Dottorato in FISICA

Titolo della tesi: Diverse Applications of the Quantum Walk model in Quantum Information: a theoretical and experimental analysis in the optical framework

Quantum Walks have been drawing a great deal of attention in the last thirty years, after their first definition and rigorous formulation. The analysis of the many possible variations of their behavior has delivered a plethora of solutions and platforms for many fields of investigation. The range of applications of the Quantum Walk model spans from the development of quantum algorithms, to the modeling and simulation of systems of the most diverse nature, such as solid state or biological ones. In general, it has helped developing a well-established model for quantum (or coherent) propagation phenomena, useful both inside and outside physics, and featuring a wide applicability to quantum information tasks. The great success of Quantum Walks as a framework for the analysis and steering of physical systems or for the design of efficient protocols resides in a general underlying idea: the dynamical study of a system may provide more insights about it than a static measurement of its features. The present thesis revolves around this concept: we can use dynamical methods, Quantum Walk-based for instance, both to study and control quantum systems. We focus on the study of disordered Quantum Walks, in order to get a better understanding of the influence of Quantum Walk disordered dynamics over non-classical correlations and quantum information propagating through a network.
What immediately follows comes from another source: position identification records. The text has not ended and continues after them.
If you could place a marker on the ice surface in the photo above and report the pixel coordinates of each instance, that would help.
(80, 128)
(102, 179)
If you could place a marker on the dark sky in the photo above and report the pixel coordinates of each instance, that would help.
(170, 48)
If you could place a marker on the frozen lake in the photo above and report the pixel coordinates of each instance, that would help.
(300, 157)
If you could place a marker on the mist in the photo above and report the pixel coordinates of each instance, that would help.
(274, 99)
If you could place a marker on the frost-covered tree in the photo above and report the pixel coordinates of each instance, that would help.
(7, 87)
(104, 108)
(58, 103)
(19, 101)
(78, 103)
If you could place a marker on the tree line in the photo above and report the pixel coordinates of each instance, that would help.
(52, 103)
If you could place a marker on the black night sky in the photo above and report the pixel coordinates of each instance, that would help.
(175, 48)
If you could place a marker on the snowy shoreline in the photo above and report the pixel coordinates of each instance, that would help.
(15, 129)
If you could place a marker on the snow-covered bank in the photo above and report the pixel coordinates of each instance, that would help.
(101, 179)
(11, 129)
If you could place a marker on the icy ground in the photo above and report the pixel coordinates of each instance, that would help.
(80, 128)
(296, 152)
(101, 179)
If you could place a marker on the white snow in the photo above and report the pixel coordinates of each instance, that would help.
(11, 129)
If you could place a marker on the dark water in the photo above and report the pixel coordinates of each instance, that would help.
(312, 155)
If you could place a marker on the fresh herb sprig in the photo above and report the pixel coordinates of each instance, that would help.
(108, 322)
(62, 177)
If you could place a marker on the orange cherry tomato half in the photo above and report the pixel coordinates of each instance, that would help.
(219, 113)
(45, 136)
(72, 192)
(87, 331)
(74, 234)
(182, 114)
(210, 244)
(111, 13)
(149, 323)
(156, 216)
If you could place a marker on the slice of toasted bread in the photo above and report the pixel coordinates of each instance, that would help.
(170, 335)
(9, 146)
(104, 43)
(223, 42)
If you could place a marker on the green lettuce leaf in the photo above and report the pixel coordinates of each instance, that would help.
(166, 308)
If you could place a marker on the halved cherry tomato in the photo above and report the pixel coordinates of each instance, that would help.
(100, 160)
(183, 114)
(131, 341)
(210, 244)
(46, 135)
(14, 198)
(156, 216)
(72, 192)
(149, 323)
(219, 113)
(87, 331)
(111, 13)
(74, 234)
Then, we generalize this dynamical approach to Quantum Information processing, reporting on a quantum receiver for Quantum State Discrimination featuring a time-multiplexing structure; we investigate the potential of the corresponding Quantum Walk-inspired protocol, through the development and realization of experimental protocols characterized by increasing complexity. In the end, we also address an attempt to employ a dynamical approach to the problem of Entanglement Distribution, describing a protocol that relies on the interaction of the nodes of a network with a "walker", an always separable carrier system. We review such manifold matter recognizing the presence of a common denominator, being the ubiquitous quest for dynamical theoretical and experimental approaches, and showcasing the capabilities of optics as a flexible and powerful experimental framework for fundamental investigation as well as for technological application.